Consumers need faster, more efficient ways of being notified when there is a recall of food products.
That's the message Michigan State University's Ewen Todd gave to a symposium at the 2010 American Association for the Advancement of Science annual meeting being held in San Diego.
Todd, a professor of advertising, public relations and retailing, spoke at a symposium titled "Tracking and Tracing Our Food Supply: The Way Forward."
"As our food supply becomes increasingly global and interconnected, food recalls that were largely regional in the past have the potential of injuring vast numbers of consumers across the United States in relatively short periods of time," Todd said. "For this reason, time is of the essence in delivering targeted recall messages to consumers through various means to reduce the risk of illness.
"Direct phone calls, e-mail messages and even Facebook are now being explored for a more targeted approach, as opposed to the more traditional media and word of mouth."
These days, Todd said, consumers are increasingly concerned about the safety of their food.
"About three-quarters of Americans believe food recalls increased in the past year, and they are more concerned about food safety than they were five years ago," he said.

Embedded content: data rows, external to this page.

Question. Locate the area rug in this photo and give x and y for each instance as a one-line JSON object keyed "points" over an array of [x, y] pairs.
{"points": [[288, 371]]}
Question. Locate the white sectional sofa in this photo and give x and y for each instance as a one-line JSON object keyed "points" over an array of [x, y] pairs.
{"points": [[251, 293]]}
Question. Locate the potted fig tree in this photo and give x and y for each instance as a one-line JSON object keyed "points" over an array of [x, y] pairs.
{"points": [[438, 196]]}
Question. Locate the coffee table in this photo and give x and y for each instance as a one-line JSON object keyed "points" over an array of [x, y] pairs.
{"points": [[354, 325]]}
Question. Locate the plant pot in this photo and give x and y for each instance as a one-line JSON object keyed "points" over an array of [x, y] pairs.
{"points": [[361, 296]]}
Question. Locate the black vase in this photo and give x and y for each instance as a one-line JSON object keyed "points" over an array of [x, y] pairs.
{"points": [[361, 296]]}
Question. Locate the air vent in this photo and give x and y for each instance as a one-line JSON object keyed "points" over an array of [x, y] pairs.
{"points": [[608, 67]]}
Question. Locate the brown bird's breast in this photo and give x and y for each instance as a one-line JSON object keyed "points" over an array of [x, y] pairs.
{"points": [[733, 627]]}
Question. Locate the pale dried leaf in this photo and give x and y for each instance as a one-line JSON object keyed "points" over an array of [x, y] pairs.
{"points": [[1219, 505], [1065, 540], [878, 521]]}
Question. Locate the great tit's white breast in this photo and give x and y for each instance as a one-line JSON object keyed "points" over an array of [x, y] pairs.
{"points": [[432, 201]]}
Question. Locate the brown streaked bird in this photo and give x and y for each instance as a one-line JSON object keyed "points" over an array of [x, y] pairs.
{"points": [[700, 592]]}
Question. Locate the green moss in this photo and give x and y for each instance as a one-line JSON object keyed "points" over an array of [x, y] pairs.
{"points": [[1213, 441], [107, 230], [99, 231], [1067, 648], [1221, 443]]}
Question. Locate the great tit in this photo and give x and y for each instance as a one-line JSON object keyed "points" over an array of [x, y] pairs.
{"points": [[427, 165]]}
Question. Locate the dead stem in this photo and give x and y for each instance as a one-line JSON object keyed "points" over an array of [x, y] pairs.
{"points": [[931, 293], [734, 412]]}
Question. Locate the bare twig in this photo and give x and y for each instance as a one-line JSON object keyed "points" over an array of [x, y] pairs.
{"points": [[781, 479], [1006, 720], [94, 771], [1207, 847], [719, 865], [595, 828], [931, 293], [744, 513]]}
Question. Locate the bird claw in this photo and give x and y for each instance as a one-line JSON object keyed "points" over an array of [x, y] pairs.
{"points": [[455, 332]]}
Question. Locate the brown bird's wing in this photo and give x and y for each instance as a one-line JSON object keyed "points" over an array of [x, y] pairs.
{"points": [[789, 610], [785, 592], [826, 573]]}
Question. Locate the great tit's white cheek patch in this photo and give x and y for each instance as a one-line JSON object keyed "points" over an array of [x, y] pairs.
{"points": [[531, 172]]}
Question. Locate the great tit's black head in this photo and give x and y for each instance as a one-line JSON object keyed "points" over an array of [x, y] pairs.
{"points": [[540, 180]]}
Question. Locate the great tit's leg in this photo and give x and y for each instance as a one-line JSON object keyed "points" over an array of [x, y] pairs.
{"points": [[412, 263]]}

In reality, Todd said, the numbers of recalls during the past year are up slightly, "but not dramatically."
Another contact method worth exploring involves the use of what are called "loyalty" cards, which consumers use at grocery stores to collect on discounts the store may be offering. Stores that use such cards are better able to monitor what a consumer purchases.
"That could be a more direct way of contacting consumers," Todd said, "but there could be privacy issues involved."